Asia Pacific Enjoys Highest Global Office Rental Growth in Q3; Silicon Valley Rates Spike 14%

Commercial News » Commercial Real Estate Edition | By Michael Gerrity | November 10, 2011 9:32 AM ET



According to Jones Lang LaSalle's new Global Office Index, prime office rents across 81 global markets increased by a further 1.1 percent during third quarter 2011 despite corporations delaying real estate decisions and facing renewed pressure to drive down costs in the face of economic volatility in Europe and the United States.

Asia Pacific office markets experienced the highest rental growth of 2.5 percent quarter-on-quarter. The Americas followed with an increase of 1.1 percent in Q3.  However, economic concerns in Europe have weighed down on markets and growth has come to a virtual halt in that region, from 2.1 percent in Q2 to 0 percent in Q3.

The firm's new Index shows this was the seventh consecutive quarter that prime rents have risen globally, reflecting an 8.2 percent uplift since the bottom of the market in fourth quarter 2009 and a 5.5 percent increase year-on-year.

Office rents rose further in most markets in Asia Pacific in quarter three, although at a slower rate than previous quarters.
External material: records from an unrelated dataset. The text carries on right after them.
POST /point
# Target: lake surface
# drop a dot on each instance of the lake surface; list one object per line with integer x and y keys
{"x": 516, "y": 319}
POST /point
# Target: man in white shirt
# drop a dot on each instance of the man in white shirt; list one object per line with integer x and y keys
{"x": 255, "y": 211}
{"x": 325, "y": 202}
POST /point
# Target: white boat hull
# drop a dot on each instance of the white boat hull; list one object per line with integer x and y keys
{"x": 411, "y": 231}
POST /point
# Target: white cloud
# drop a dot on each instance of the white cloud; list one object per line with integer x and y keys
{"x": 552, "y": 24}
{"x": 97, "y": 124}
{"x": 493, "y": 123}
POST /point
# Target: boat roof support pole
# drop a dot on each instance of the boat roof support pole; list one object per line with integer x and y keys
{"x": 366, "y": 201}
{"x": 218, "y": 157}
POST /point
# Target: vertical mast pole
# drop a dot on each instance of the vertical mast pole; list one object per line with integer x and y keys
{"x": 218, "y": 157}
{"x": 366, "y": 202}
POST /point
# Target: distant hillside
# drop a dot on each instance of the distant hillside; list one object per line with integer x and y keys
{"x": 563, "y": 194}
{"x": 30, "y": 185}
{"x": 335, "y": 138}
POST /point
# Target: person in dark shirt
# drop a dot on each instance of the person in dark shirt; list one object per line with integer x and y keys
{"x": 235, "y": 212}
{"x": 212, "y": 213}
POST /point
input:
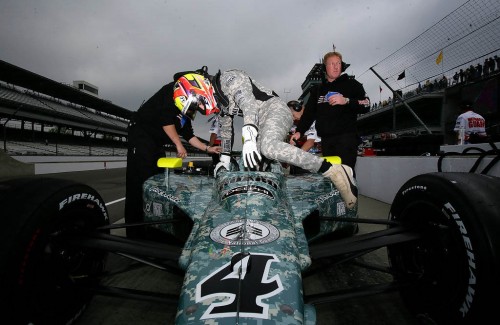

Of the 27 featured office markets, 18 saw advances in net effective rents; for the remainder, rents either stabilized or recorded small residual declines.  Aggregate rental growth was largely similar to the previous quarter, with an average quarter-on-quarter increase across the region of 2.5percent, as stronger growth in some Australian cities helped offset weaker behavior in Asia.  In Q2, the quarterly rental uplift averaged 2.4 percent.

Seven out of ten cities in the Global Office Index for quarter three were in Asia Pacific; two were in South America and one the United States.

Dr Jane Murray, Head of Research, Asia Pacific at Jones Lang LaSalle tells the World Property Channel, "The picture across Asia Pacific is diverse, reflecting varying conditions within markets in terms of occupier demand, available stock, landlord expectations and local economic drivers. We expect rents to increase in most markets over the short term, although Hong Kong and Singapore may witness some softening given their greater exposure to global economic conditions, while a few other laggards are also likely to see either no growth or some residual rental declines.  Rental growth of up to 25 percent is predicted across the region for 2012, with the strongest uplifts likely to be seen in markets such as Beijing and Jakarta."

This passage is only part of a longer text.